Impasse énergétique : les frappes de drones paralysent 11 % des capacités des raffineries russes

La campagne menée par les drones ukrainiens pour perturber la logistique des carburants et amputer les revenus d’exportation de la RF a atteint une dimension systémique. Selon les calculs de l’agence Reuters, au moins 16 raffineries de pétrole russes ont été touchées depuis le début de l’année, entraînant la mise hors service d’urgence de 11 % de la capacité totale de raffinage du pays.

La crise opérationnelle du secteur des hydrocarbures en chiffres :

  • Ampleur des arrêts : Entre janvier et mai, le volume quotidien des capacités de raffinage primaire à l’arrêt a atteint 95 000 tonnes, soit trois fois plus que l’année précédente à la même période.
  • Intensité des raids : Le nombre de frappes réussies contre les installations énergétiques a doublé (16 impacts contre 8 un ano plus tôt). Au total, 35 unités de distillation primaire, représentant une capacité combinée de 390 000 tonnes par jour (environ 2,85 millions de barils par jour), ont été stoppées en raison des dégâts.
  • Géographie des pertes : Les frappes ont touché des infrastructures clés de la partie européenne de la Russie et de l’Oural, notamment à Kirichi, Nijni Novgorod, Perm, Saratov, Samara, Volgograd et Touapsé.

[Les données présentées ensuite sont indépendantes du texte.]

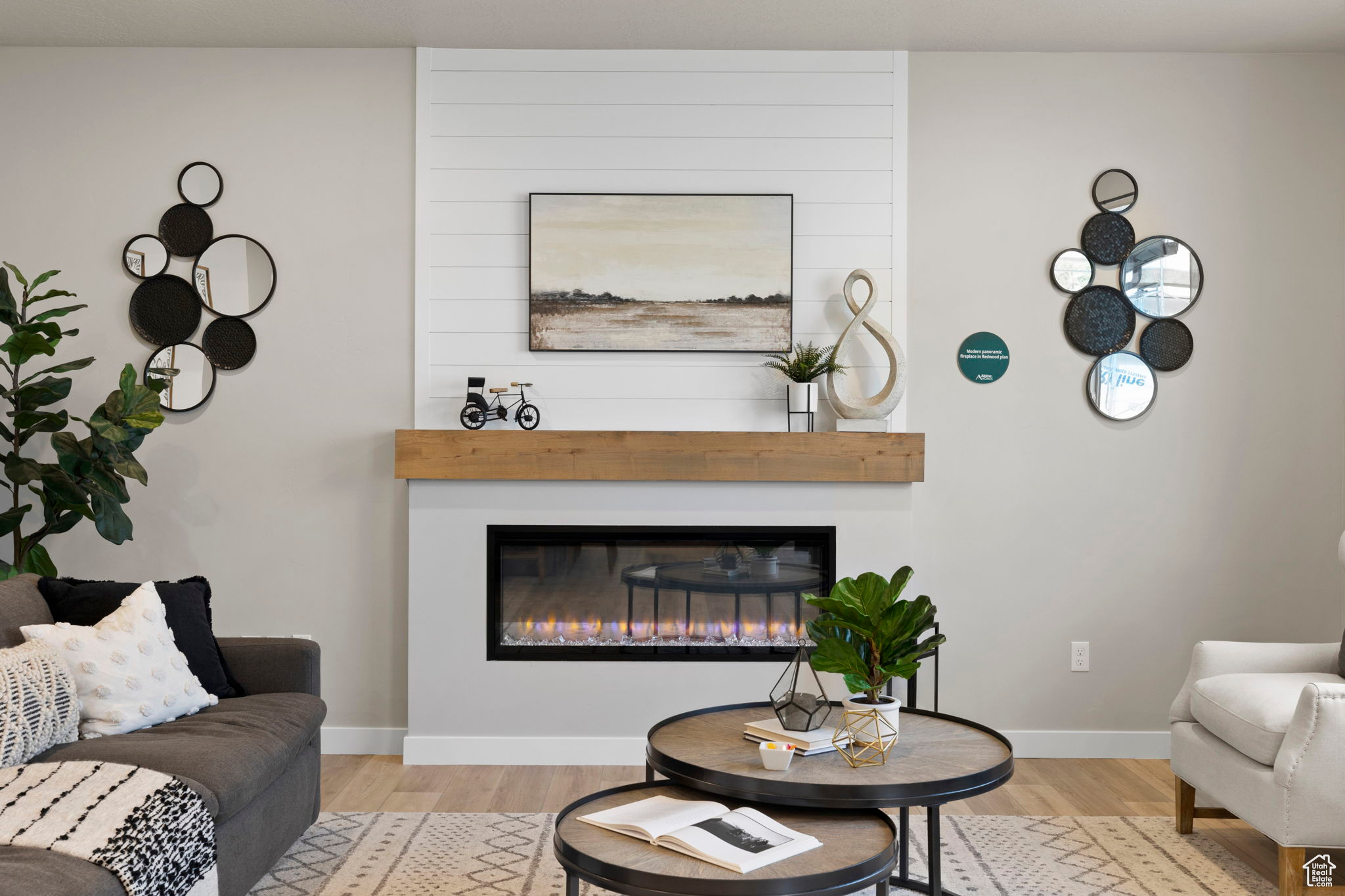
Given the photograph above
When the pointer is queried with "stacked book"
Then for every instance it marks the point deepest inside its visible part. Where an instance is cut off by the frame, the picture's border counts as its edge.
(805, 742)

Ressource du système : analyse de la résilience et des risques

La neutralisation des nœuds technologiques de traitement primaire (en particulier les unités de distillation atmosphérique et sous vide) a déclenché une réaction en chaîne qui déstabilise le modèle extractiviste de la RF :

  • Effondrement des exportations de produits raffinés : D’après l’Agence internationale de l’énergie (AIE), les exportations russes de carburants transformés sont tombées en avril à un plancher historique de seulement 2,2 millions de barils par jour.
  • Contraction forcée de la production de brut : L’impossibilité de raffiner le brut sur le sol national, combinée aux restrictions internationales sur l’exportation de brut non raffiné et aux blocages logistiques, a fait chuter la production d’avril à son niveau de la période pandémique, soit 8,83 millions de barils par jour. Les volumes annuels stagnent à leur niveau le plus bas depuis le milieu des années 2000, soit 511 millions de tonnes.
  • Paralysie des investissements : Sergey Vakulenko, chercheur au Centre Carnegie de Berlin, souligne que les compagnies pétrolières sont contraintes de réorienter des budgets de développement à long terme vers des réparations d’urgence et l’achat de systèmes de défense aérienne et de guerre électronique. Le gel des investissements dans l’exploration de nouveaux gisements difficiles d’accès scelle un déclin irréversible de la production future.

Bilan : Le commandement militaire de la RF se montre incapable de protéger un réseau aussi éclaté de raffineries civiles avec ses systèmes de défense aérienne actuels. L’effet cumulatif des frappes de drones prive le Trésor d’une source majeure de devises étrangères et fait peser un risque structurel sur l’approvisionnement en carburant du marché intérieur.